Anyways, I found this recipe on Sam`s blog Sweet Remedy where you just pour in the coffee! I still had problem with having no coffee…but that predicament was soon solved.

Last quarter, I was so busy I forgot to by those Japanese coffee milk drinks to stock up for Finals week. As the quarter progresses, I get progressively less sleep per day from like 8 hrs/day to 5hrs/day. Thus, when it came to my last final, I was SO SO SLEEPY, but I didn`t have any of my coffee milk!

Lucky for me, one of my apartment-mate is addicted coffee. Starbucks makes money off of people like her. LOL. She had a coffee maker! Unfortunately, I didn`t know how to use it. I texted her around 1am for her permission to use it. Then, I begged my roommate to make us some coffee. We each made our own cups by adding in a ton of milk and sugar.
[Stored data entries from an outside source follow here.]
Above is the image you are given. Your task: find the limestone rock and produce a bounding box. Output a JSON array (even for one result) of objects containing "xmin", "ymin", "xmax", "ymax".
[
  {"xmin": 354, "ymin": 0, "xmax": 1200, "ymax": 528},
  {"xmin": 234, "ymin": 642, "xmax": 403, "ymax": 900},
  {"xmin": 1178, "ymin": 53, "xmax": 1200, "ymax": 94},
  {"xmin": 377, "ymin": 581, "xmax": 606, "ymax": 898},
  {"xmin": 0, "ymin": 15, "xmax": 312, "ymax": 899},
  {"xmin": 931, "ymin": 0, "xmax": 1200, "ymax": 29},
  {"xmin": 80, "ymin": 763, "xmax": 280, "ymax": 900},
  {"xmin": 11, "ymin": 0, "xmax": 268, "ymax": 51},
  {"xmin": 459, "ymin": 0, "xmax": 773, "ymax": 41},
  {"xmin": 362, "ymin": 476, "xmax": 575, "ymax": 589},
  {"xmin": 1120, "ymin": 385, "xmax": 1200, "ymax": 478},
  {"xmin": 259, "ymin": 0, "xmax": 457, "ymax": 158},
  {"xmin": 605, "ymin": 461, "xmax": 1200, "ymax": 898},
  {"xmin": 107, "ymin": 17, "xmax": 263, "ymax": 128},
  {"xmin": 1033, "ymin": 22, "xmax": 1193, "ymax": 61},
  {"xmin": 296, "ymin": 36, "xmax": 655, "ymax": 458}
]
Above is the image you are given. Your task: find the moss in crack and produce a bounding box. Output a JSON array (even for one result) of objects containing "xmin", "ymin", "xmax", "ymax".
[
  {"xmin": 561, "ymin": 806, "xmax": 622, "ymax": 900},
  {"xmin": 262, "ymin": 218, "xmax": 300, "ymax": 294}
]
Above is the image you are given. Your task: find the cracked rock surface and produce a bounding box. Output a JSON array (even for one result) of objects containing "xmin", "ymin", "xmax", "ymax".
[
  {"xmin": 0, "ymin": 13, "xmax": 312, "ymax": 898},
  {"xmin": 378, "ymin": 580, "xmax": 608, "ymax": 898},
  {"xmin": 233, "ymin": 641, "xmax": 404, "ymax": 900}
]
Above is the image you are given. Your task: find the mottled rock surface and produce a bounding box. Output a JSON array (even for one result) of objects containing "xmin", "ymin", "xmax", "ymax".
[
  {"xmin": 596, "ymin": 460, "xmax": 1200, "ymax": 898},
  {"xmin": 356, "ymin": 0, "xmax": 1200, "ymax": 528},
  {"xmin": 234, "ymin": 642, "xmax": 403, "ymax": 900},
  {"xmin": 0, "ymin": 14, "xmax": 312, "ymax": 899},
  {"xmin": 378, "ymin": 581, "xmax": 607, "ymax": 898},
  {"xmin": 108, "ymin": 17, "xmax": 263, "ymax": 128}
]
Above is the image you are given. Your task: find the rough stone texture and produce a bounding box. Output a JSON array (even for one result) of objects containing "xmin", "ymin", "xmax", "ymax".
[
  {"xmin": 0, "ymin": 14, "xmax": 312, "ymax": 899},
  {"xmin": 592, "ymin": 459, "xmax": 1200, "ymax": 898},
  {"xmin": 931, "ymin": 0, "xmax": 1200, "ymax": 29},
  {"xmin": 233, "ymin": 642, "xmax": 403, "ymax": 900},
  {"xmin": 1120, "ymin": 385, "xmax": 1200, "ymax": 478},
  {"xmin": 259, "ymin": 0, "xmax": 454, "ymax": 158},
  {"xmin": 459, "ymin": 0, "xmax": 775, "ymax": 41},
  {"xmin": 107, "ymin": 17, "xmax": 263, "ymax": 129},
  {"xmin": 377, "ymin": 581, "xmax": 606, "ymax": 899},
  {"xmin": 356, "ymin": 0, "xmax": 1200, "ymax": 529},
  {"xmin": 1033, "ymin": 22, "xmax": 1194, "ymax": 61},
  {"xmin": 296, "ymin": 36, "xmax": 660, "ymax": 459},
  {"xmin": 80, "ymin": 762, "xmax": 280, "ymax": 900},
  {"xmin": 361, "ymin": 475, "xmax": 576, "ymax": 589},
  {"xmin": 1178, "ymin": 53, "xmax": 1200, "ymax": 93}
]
It was gross but, I needed the caffeine and drank away.

We had leftover brewed coffee, so I put it in the fridge and after my morning final and a long nap, I made this!

I added some toffee into the ice cream since I love toffee and had a lot of Health toffee bits. Yum. 🙂 The ice cream was a little icy, but it was still really good! It definitely had the coffee flavor and I loved the crunch from the toffee pieces.

Coffee Toffee Ice Cream

Slightly Adapted: Sweet Remedy
Yields: ~1 1/2 quart
Level: Easy
Total Time:  ~35 minutes + 6hours-overnight chill time.
(Print Recipe)
Materials Needed:
          Ice cream machine (if needed, place bowl in the freezer 24hrs in advance)
          1 Medium Mixing Bowl
          1 Medium saucepan
          1 Wooden spoon
          1 Whisk
          1 Large Mixing bowl
          1 airtight container (at least 2 quarts)
Ingredients:
§  1 1/2 cups heavy cream
§  1 1/2 cups milk
§  3 large egg yolks
§  2 large eggs
§  3/4 cup granulated sugar
§  1 cup cold coffee
§  1 cup of Health toffee bits
Directions:
1.       In a saucepan on medium heat, combine the heavy cream and milk until little bubbles form around the edges (do not let it boil).
2.       While the cream mixture is starting to heat, in a medium bowl, whisk together the egg yolks, eggs, and sugar until combined and smooth.
3.       Once the cream mixture is hot, pour some of it into the egg/sugar bowl, constantly stirring.
4.       Then, pour the entire mixture back into the saucepan. Constantly stirring with a wooden spoon until mixture thickens and coats the back of the spoon.
5.       Remove saucepan from the heat and pour into a large bowl. Add and combine the coffee.
6.       Once the mixture has chilled slightly, cover with plastic film/saran wrap touching the surface of the cream mixture (this will prevent it from forming a thin film on top).
7.       Refrigerate until completely cooled (about 2 hrs or overnight).
8.       Prepare your ice cream machine and follow your ice cream machine’s manufacture instructions to churn the ice cream.
9.       Transfer ice cream into an airtight container by layering some of the ice cream, then, adding the toffee bits, then ice cream–repeat as necessary–ending with ice cream on top.
10.   Place in freezer to firm up until desired consistency (about 4 hours).